Bunu hesaplamak için formül
(Abone olmayan kullanıcı/gönderilen e-posta sayısı) * 100
Bunu geliştirmek için eylemler
⇗ Abonelikten çıkmayı erişilebilir ve hızlı hale getirin
Abonelikten çıkma sürecini engellemek (az ya da çok gönüllü olarak) ters etki yapar . Bir haber bülteninden hızlı bir şekilde çıkamayan bir kişi ne yapmak zorunda kalır? Markayı bir bütün olarak dezavantajlı hale getirerek spam düğmesini kullanmak zorunda kalacak.
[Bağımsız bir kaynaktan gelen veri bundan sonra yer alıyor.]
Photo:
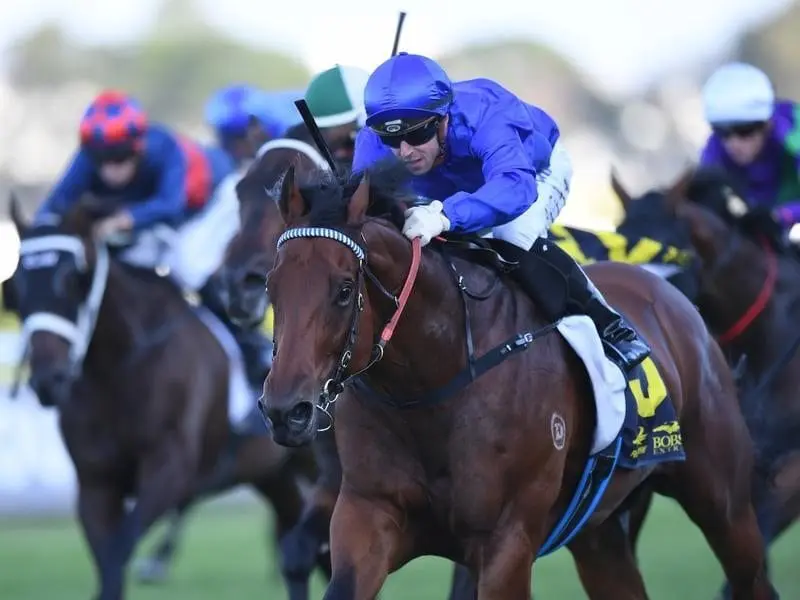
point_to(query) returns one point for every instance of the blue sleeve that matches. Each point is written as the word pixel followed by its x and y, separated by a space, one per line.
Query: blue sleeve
pixel 169 202
pixel 369 150
pixel 75 182
pixel 509 175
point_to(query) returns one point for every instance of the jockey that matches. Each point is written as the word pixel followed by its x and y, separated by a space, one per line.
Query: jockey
pixel 275 112
pixel 238 132
pixel 755 138
pixel 493 163
pixel 336 99
pixel 161 185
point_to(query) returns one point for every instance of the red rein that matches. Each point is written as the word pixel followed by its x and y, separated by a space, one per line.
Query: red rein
pixel 761 301
pixel 402 299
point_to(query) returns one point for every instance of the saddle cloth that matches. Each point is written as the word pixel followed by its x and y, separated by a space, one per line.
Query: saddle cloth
pixel 638 408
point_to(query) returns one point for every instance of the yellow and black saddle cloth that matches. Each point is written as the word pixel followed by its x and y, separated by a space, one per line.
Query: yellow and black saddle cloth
pixel 587 247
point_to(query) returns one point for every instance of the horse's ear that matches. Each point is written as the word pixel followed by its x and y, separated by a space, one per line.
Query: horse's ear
pixel 15 212
pixel 620 191
pixel 359 202
pixel 291 203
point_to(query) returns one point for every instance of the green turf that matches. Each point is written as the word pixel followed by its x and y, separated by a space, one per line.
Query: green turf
pixel 225 556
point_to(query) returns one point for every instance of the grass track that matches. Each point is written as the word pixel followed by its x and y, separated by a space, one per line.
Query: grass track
pixel 225 555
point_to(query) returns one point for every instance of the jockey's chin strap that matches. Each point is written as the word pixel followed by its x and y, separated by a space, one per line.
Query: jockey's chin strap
pixel 78 334
pixel 761 300
pixel 339 378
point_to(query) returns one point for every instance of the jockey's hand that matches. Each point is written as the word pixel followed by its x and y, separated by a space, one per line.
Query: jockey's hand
pixel 425 222
pixel 121 221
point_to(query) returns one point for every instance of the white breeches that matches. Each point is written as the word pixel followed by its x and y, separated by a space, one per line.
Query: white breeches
pixel 195 250
pixel 553 187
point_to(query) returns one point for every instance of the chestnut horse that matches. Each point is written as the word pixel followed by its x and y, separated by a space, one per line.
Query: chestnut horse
pixel 747 281
pixel 472 476
pixel 273 159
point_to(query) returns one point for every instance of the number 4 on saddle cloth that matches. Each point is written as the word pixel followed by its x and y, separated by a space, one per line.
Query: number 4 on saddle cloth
pixel 637 426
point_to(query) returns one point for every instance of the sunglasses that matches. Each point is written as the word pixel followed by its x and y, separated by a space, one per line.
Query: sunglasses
pixel 740 130
pixel 422 134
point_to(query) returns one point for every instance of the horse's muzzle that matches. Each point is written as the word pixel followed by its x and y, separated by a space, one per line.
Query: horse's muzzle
pixel 292 426
pixel 52 385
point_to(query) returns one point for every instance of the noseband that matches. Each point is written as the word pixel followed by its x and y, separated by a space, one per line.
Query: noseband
pixel 338 378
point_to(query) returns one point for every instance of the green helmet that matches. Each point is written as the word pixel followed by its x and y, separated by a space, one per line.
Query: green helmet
pixel 336 96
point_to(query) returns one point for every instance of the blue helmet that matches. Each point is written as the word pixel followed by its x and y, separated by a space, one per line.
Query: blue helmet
pixel 274 110
pixel 226 110
pixel 404 90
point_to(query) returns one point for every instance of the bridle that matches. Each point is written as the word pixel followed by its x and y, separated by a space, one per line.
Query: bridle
pixel 339 378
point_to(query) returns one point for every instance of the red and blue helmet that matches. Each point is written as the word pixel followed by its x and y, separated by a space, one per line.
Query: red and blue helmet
pixel 113 126
pixel 404 91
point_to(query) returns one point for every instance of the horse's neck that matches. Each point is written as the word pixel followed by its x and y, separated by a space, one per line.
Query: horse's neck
pixel 132 303
pixel 428 347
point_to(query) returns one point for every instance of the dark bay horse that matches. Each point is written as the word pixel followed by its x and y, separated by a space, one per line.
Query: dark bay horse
pixel 748 291
pixel 475 478
pixel 252 253
pixel 141 386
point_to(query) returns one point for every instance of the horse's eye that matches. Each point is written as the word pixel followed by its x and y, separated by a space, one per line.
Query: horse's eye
pixel 345 294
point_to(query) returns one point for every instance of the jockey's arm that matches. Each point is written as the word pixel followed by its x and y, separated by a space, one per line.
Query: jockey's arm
pixel 510 179
pixel 711 155
pixel 75 182
pixel 168 204
pixel 788 213
pixel 369 150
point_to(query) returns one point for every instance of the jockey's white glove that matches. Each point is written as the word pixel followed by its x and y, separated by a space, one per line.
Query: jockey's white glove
pixel 425 222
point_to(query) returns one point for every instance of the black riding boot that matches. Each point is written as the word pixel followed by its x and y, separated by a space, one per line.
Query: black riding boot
pixel 256 348
pixel 559 287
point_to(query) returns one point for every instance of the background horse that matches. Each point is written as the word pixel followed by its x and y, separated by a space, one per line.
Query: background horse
pixel 471 478
pixel 141 386
pixel 245 461
pixel 748 291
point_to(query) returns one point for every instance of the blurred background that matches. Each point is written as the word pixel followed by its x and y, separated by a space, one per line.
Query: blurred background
pixel 621 77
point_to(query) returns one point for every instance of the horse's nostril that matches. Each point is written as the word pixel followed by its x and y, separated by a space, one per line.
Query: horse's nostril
pixel 299 416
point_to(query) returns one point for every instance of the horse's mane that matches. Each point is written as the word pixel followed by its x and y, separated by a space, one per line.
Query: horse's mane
pixel 299 132
pixel 327 196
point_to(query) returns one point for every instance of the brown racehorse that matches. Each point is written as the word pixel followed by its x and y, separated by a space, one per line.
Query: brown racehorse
pixel 141 387
pixel 748 290
pixel 250 254
pixel 475 478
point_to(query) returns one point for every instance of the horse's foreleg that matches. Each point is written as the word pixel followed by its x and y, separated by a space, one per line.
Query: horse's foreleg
pixel 154 568
pixel 505 570
pixel 164 481
pixel 283 493
pixel 368 540
pixel 606 563
pixel 713 487
pixel 101 508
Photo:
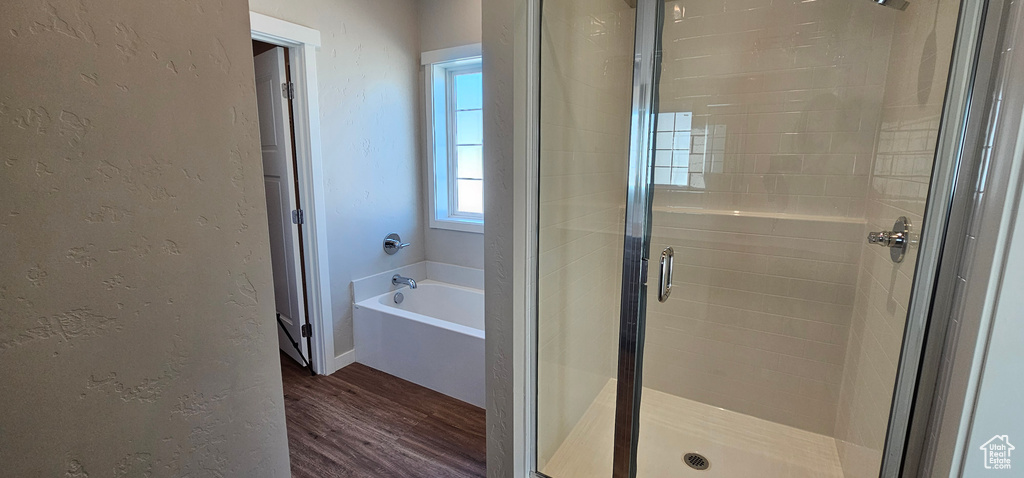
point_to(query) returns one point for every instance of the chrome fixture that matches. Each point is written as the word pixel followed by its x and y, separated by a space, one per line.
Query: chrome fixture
pixel 897 4
pixel 393 244
pixel 895 240
pixel 665 280
pixel 399 280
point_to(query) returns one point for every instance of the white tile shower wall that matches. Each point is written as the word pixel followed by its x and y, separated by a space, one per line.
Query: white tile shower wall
pixel 758 318
pixel 911 109
pixel 784 101
pixel 586 58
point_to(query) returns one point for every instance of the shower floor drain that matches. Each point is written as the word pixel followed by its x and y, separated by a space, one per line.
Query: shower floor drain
pixel 696 461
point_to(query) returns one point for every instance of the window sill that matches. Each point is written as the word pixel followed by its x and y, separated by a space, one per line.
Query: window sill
pixel 463 225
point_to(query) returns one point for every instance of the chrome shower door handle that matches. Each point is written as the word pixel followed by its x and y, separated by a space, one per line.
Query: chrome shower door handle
pixel 665 279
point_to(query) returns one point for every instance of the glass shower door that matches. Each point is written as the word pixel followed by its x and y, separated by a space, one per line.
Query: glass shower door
pixel 783 134
pixel 710 169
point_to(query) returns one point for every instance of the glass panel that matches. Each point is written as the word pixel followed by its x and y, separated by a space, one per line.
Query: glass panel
pixel 470 162
pixel 469 91
pixel 470 196
pixel 794 127
pixel 586 69
pixel 469 127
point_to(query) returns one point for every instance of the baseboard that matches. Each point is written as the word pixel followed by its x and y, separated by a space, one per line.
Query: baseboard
pixel 341 361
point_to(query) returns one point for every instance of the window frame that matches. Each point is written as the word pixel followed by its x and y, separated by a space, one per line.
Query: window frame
pixel 439 69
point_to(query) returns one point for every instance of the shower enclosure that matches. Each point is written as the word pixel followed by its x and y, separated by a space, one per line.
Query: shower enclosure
pixel 710 301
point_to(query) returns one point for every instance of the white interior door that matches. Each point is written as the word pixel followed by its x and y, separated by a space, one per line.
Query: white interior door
pixel 279 179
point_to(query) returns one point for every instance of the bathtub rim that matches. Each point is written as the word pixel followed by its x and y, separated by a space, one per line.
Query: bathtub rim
pixel 374 303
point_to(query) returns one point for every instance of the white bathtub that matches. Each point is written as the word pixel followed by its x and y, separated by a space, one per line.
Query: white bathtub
pixel 434 338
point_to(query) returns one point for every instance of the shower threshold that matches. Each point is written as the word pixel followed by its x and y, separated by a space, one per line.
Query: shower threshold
pixel 735 444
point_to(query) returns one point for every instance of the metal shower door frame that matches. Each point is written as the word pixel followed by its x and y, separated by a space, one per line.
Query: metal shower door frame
pixel 636 241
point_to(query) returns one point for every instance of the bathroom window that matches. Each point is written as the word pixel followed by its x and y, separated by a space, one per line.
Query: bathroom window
pixel 455 131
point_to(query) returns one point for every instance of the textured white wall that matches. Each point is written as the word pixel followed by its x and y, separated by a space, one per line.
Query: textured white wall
pixel 504 28
pixel 369 88
pixel 445 24
pixel 136 307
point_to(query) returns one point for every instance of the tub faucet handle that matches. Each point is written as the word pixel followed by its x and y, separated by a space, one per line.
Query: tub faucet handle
pixel 397 279
pixel 393 244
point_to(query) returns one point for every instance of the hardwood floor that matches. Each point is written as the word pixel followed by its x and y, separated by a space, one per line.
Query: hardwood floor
pixel 364 423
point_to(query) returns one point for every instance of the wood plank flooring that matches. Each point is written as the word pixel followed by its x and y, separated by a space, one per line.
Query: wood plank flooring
pixel 364 423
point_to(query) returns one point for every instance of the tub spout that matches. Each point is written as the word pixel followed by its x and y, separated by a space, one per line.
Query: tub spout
pixel 398 279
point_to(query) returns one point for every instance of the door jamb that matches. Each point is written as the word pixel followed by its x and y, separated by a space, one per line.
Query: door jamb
pixel 302 43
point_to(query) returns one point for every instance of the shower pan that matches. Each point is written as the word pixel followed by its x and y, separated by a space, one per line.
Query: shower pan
pixel 742 205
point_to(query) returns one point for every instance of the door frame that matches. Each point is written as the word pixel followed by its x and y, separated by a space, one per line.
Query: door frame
pixel 302 43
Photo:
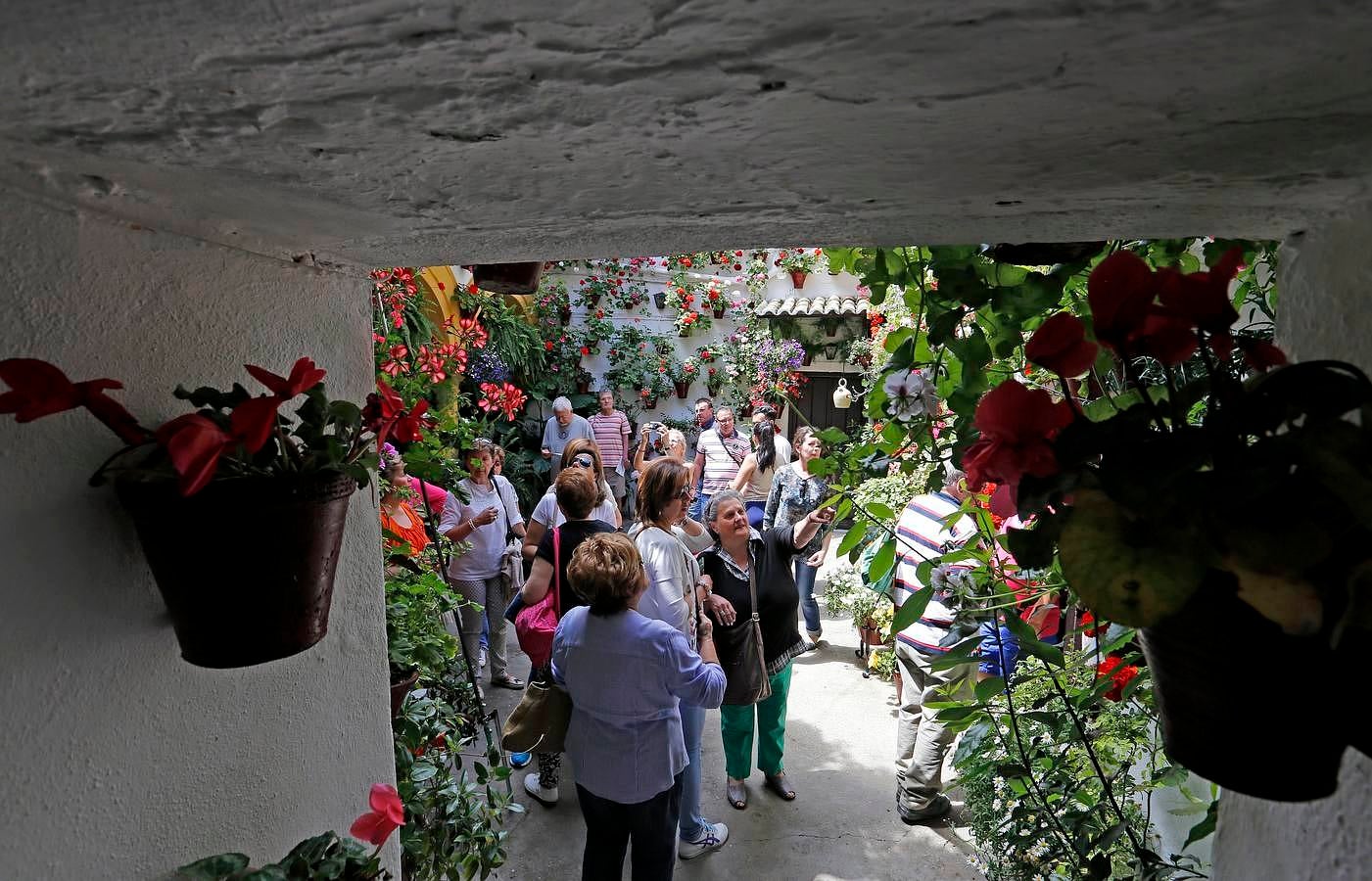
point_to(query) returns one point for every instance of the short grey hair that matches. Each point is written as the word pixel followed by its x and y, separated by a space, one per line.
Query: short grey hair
pixel 719 498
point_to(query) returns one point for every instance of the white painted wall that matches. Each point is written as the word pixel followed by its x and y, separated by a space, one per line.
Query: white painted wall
pixel 1326 313
pixel 119 759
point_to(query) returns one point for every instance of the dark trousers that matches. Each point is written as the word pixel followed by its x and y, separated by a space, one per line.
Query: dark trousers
pixel 649 825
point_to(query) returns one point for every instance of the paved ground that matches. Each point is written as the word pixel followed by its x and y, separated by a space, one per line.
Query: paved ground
pixel 838 758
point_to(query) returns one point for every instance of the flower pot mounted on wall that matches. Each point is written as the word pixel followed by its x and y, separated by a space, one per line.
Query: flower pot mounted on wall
pixel 1220 726
pixel 246 566
pixel 508 277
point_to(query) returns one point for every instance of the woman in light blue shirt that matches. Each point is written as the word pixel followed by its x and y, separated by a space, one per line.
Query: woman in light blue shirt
pixel 627 675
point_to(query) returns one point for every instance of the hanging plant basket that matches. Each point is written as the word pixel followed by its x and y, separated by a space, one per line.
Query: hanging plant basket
pixel 400 690
pixel 246 566
pixel 508 277
pixel 1217 719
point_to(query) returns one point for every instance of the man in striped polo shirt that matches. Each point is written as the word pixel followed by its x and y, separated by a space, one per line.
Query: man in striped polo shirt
pixel 609 427
pixel 921 740
pixel 719 451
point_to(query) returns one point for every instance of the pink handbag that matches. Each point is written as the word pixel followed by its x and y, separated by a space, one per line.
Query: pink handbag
pixel 534 625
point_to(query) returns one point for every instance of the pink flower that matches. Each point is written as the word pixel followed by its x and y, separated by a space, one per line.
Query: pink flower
pixel 387 815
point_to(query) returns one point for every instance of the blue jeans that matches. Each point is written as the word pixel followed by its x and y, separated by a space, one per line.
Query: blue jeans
pixel 693 726
pixel 697 506
pixel 806 584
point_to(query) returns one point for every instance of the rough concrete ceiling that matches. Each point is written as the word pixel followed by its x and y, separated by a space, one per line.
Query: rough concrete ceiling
pixel 434 132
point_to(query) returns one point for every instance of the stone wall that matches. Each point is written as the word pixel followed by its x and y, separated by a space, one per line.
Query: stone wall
pixel 120 761
pixel 1326 313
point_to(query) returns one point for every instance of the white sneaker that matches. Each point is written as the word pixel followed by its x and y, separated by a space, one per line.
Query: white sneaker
pixel 710 840
pixel 531 786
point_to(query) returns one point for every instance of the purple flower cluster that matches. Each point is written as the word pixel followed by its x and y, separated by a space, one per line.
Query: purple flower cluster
pixel 488 367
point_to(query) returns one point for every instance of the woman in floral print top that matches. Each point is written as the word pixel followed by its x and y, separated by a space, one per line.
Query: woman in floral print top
pixel 793 495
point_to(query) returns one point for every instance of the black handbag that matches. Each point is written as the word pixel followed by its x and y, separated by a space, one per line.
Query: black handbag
pixel 741 655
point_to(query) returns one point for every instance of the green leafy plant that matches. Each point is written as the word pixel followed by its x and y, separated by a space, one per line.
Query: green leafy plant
pixel 414 634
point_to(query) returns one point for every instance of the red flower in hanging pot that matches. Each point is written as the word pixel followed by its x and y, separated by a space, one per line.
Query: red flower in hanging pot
pixel 304 376
pixel 194 443
pixel 387 815
pixel 1061 345
pixel 1119 290
pixel 38 389
pixel 1017 427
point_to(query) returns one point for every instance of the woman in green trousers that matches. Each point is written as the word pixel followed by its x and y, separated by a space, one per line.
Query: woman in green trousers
pixel 739 553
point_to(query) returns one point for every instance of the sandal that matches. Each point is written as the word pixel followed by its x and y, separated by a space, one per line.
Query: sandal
pixel 737 793
pixel 777 782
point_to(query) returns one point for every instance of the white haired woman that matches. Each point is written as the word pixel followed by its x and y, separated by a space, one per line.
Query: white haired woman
pixel 742 555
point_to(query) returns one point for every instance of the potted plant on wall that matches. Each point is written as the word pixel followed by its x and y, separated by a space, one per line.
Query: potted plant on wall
pixel 1149 505
pixel 799 263
pixel 239 506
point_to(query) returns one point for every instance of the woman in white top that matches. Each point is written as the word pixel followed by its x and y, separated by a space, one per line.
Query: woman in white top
pixel 546 515
pixel 668 542
pixel 483 522
pixel 756 474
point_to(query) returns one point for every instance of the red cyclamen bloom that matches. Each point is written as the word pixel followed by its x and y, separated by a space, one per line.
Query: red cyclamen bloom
pixel 38 389
pixel 1061 345
pixel 1017 427
pixel 387 815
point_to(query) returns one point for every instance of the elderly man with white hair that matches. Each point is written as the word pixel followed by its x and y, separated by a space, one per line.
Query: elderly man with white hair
pixel 563 427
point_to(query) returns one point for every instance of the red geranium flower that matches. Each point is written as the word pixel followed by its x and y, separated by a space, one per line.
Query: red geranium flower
pixel 194 443
pixel 1119 675
pixel 1119 291
pixel 1061 345
pixel 304 376
pixel 387 815
pixel 1017 426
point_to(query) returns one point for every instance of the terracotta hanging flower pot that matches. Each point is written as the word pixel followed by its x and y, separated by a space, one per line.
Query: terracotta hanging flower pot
pixel 1217 719
pixel 246 566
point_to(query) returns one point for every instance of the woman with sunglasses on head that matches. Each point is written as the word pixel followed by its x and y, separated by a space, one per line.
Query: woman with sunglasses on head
pixel 577 494
pixel 483 522
pixel 668 542
pixel 579 453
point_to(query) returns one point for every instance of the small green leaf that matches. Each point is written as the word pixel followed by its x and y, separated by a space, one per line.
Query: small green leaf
pixel 852 538
pixel 882 562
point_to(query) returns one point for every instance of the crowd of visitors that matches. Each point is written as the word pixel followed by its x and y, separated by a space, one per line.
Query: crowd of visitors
pixel 639 601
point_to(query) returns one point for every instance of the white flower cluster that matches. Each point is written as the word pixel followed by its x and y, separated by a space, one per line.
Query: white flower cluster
pixel 910 394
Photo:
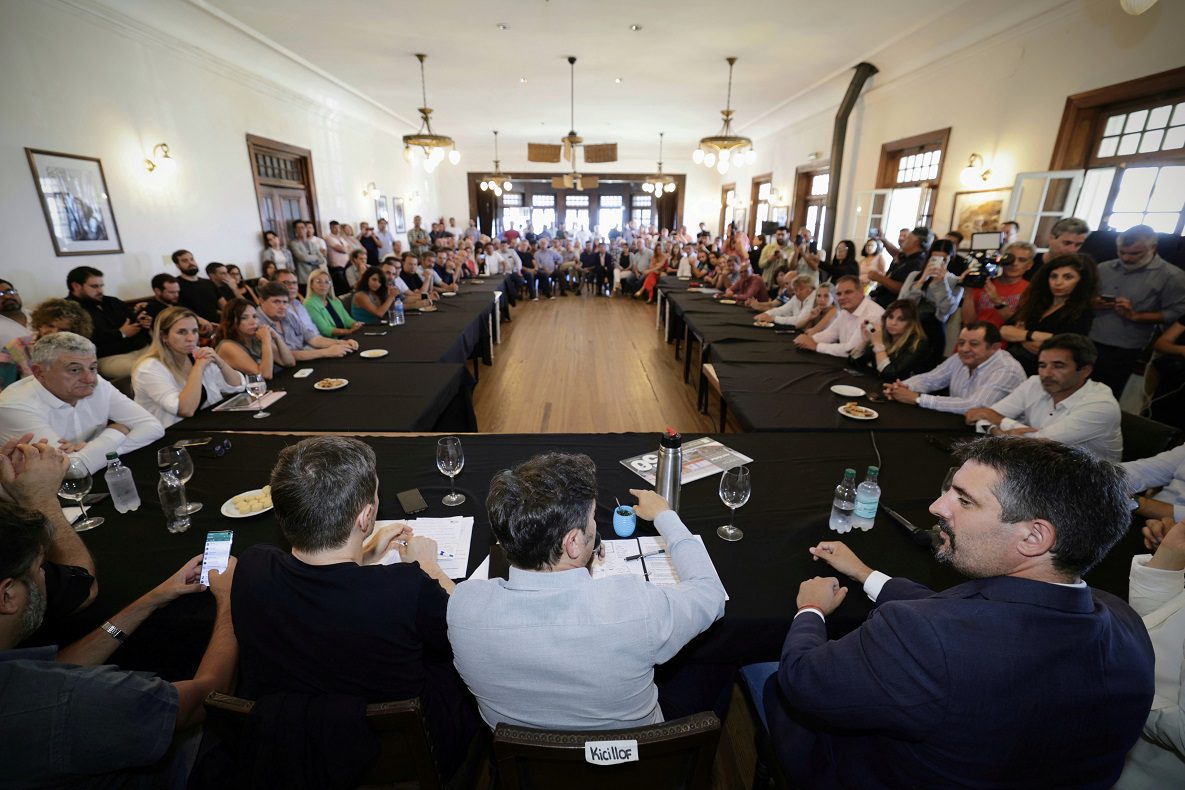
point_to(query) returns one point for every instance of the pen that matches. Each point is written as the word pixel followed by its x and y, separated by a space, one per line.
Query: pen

Litmus ve Fluent'in ortak araştırması, e-postayı spam olarak işaretleyen alıcıların %50'sinin abonelikten çıkmak için net bir yol bulamadıkları için bunu yapmaya zorlandığını tespit eden bu dinamiği teyit ediyor.
Bu nedenle, gönderdiğiniz her e-postanın net , görülmesi kolay ve kullanıcıları eşit derecede net ve işlevsel bir sayfaya getiren bir abonelikten çıkma bağlantısına sahip olması önemlidir.
Abonelikten Çıkma Etkisi: Kullanıcıları Abonelikten Çık Düğmesine Bastıran Nedir?
⇗ Yeniden katılım stratejisi geliştirin
Return Path tarafından yürütülen bir araştırma, her veritabanının ortalama olarak toplam abonelerin %25'ine eşit veya daha fazla etkin olmayan müşteri yüzdesine sahip olduğunu tahmin ediyor. Bu kesinlikle yüksek bir sayıdır, ancak özellikle veritabanına zaten abone olan bir kişiyi kurtarmanın yeni bir tane edinmekten çok daha az maliyetli olduğunu düşünürsek, yararlanmaya değer büyük bir dönüşüm potansiyeline sahiptir.
Etkin olmayan kullanıcılarla olan bir ilişkiyi nasıl kurtarabilirsiniz ? Belirli yeniden etkileşim e-posta kampanyaları ile .
Etkin Olmayan Müşterilerle Yeniden Etkileşime Geçmek için SMS Mesajları Nasıl Kullanılır?
E-posta pazarlama KPI'ları: özetleyin
E-posta kanalının KPI'ları arasındaki bu yolculukta, teoriyi pratik fikir ve araçlarla değiştirdik , bunların hepsi elbette MailUp platformunda mevcut .
Bu nedenle son önerimiz, henüz yapmadıysanız, 30 günlük ücretsiz deneme talebinde bulunarak denemenizdir. Gerçekten etkili bir e-posta pazarlama planı geliştirmek ve ince ayar yapmak için gereken tüm araçları bulacaksınız.